7. How to interpret the SingleCellGenotype.py output?

This script provides base count and allele information for all cells with reads covering each variant site. By default, all cells (mutated and non-mutated) will be present in the output file (see --alt_flag parameter to change it). However, it is important to understand the meaning of each one of the columns of this output file to properly interpret these results. Here a short description:

Column Description
#CHROM Chromosome carrying the mutation
Start Start genomic coordinate
End End genomic coordinate
REF Reference allele
ALT_expected Alternative allele as described in the input file (--infile)
Cell_type_expected Cell types harbouring the mutation as described in the input file (--infile)
Num_cells_expected Number of expected cells carrying the mutation as described in the input file (--infile)
CB Unique cell barcode analysed
Cell_type_observed Cell type attributed to the analysed CB according to the input metadata file (--meta)
Base_observed Allele observed in this CB
Num_reads Number of reads carrying the Base_observed

Let's understand this table with an example.

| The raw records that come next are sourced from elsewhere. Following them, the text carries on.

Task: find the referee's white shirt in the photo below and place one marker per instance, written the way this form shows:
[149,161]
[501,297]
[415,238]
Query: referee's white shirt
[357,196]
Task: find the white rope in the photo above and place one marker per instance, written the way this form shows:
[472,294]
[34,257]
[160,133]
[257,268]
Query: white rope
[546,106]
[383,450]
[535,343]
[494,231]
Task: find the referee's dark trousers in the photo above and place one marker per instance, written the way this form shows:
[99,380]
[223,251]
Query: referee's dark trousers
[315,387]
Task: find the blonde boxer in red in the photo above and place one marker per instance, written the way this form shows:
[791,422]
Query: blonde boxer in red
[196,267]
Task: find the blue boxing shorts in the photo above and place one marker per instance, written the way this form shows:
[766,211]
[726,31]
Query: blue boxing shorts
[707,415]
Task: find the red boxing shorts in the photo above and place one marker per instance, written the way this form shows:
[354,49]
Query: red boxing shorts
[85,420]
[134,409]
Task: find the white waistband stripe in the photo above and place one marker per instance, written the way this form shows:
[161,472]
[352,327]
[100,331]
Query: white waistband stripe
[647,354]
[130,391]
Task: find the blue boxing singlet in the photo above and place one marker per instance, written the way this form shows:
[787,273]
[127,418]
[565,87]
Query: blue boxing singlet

Looking at our SComatic example data, we will focus on the variant site chr10-29559501 and the SComatic/example_data/results/SingleCellAlleles/Epithelial_cells.single_cell_genotype.tsv file generated.

#CHROM	Start	End	REF	ALT_expected	Cell_type_expected	Num_cells_expected	CB	Cell_type_observed	Base_observed	Num_reads
chr10	29559501	29559501	A	T	Epithelial_cells	2	AGTCTTTGTGCATCTA	Epithelial_cells	A	5
chr10	29559501	29559501	A	T	Epithelial_cells	2	CCCTCCTAGGCTAGGT	Epithelial_cells	A	1
chr10	29559501	29559501	A	T	Epithelial_cells	2	GGGTCTGTCTTGAGGT	Epithelial_cells	T	2
chr10	29559501	29559501	A	T	Epithelial_cells	2	GTCCTCAAGGCTCATT	Epithelial_cells	T	2
chr10	29559501	29559501	A	T	Epithelial_cells	2	GAGTCCGAGGGTGTTG	Epithelial_cells	A	2

The columns ALT_expected, Cell_type_expected and Num_cells_expected correspond to the values observed in the --infile Example.calling.step2.pass.tsv, so they represent the calls at cell type resolution.

In contrast, the columns CB, Cell_type_observed, Base_observed and Num_reads correspond to the allele observations at unique cell resolution when interrogating the bam files.

Each CB can be presented in the output file in as many rows as different alleles are found per cell, although in most cases, we only observed one allele per cell (so one row per unique CB). In order to find the alleles harbouring the called mutation, we have to look for those rows (unique CBs) where ALT_expeced == Base_observed and Cell_type_expected == Cell_type_observed. In general terms, CBs not accomplishing these conditions can be understood as noise or non-mutated cells.

Although this script is designed to be run with the SComatic calls, it can also be run with an external vcf file. As in most of the vcf-based cases we do not know the Cell_type_expected, we cannot check the Cell_type_expected == Cell_type_observed condition. However, we still can check the ALT_expeced == Base_observed condition.